Embaixo, no vale, os reforços da legião estavam na metade do caminho até a cidade. A multidão em frente ao Fórum era mais de uma centena agora. Annabeth examinou os rostos e... Ah, deuses. Ela o viu. Ele estava andando em direção ao navio com os braços em volta de outras duas outras crianças como se fossem melhores amigos – um garoto robusto de cabelo preto com corte militar, e uma garota usando um elmo da cavalaria romana. Percy parecia tão à vontade, tão feliz. Ele usava uma capa roxa assim como Jason – a marca de um Pretor.
O coração de Annabeth fez um circuito de ginástica.
— Leo, pare o navio — ela ordenou.
— O quê?
— Você me ouviu. Mantenha-nos onde estamos.
Leo pegou seu controle e puxou-o para cima. Todos os noventa remos paralisaram. O navio parou de descer.
— Términus — Annabeth disse — Não há nenhuma regra contra parar sobre Nova Roma, há?
A estátua franziu a testa.
— Bem, não…
— Nós podemos manter o navio flutuando — Annabeth disse. — Vamos usar uma escada de corda para chegar ao Fórum. Desta forma, o navio não estará em solo romano. Não tecnicamente.
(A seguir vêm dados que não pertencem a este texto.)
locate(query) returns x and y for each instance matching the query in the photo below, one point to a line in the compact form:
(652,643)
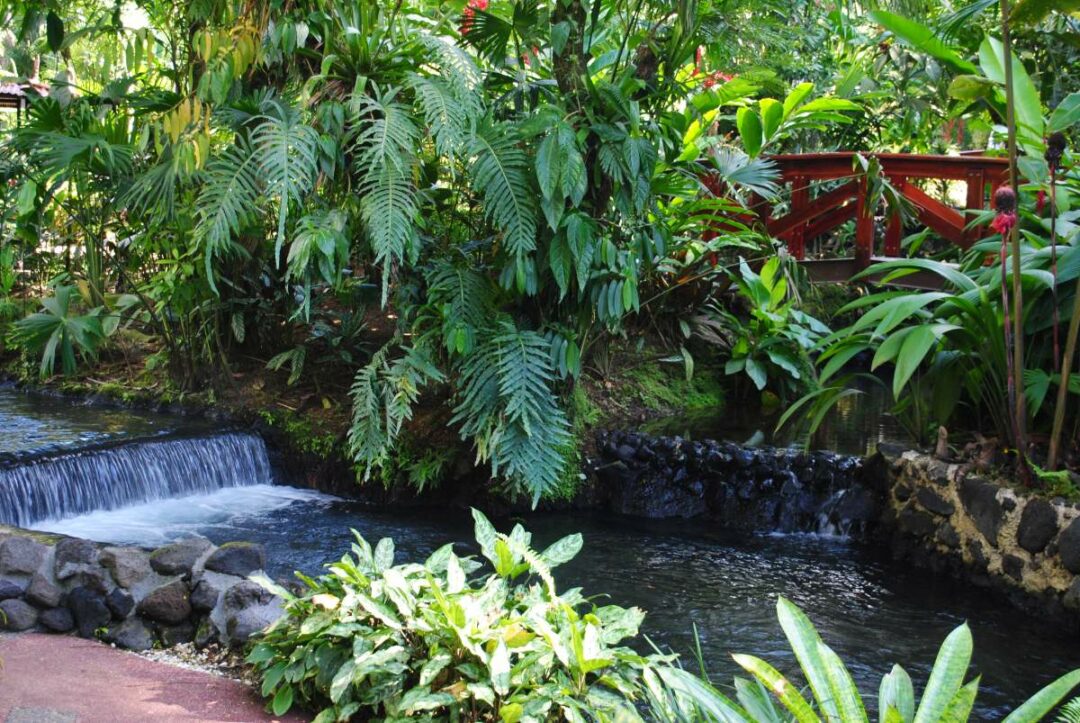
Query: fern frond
(286,150)
(153,191)
(383,147)
(460,71)
(500,171)
(227,202)
(443,112)
(466,303)
(382,395)
(507,406)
A estátua pareceu ponderar. Annabeth imaginou se ele estava coçando seu queixo com mãos imaginárias.
— Eu gosto de tecnicalidades — ele admitiu. — Ainda assim…
— Todas nossas armas ficarão a bordo no navio — Annabeth prometeu. — Eu presumo que os romanos – até mesmo aqueles reforços marchando em nossa direção – também terão que honrar suas regras dentro da Linha Pomeriana se você mandar, certo?
— Mas é claro! — Términus disse. — Eu pareço tolerar que quebrem as regras?
— Hã, Annabeth... — Leo disse. — Tem certeza de que isso é uma boa ideia?
Ela fechou os punhos para evitar que tremessem. Aquela sensação gelada ainda estava lá. Flutuava atrás dela, e agora que Términus não estava mais gritando e causando explosões, achou que podia ouvir a presença rindo, como se estivesse contente pelas decisões ruins que ela estava tomando.
Mas Percy estava lá em baixo… Ele estava tão perto. Ela tinha que alcançá- lo.
— Vai ficar tudo bem — ela disse. — Ninguém estará armado. Vamos conversar em paz. Términus se certificará que ambos os lados obedeçam às regras. — Ela olhou para a estátua de mármore. — Temos um acordo?
Términus fungou.
— Suponho que sim. Por enquanto. Você deve descer pela escada de corda até Nova Roma, filha de Atena. Por favor, tente não destruir minha cidade.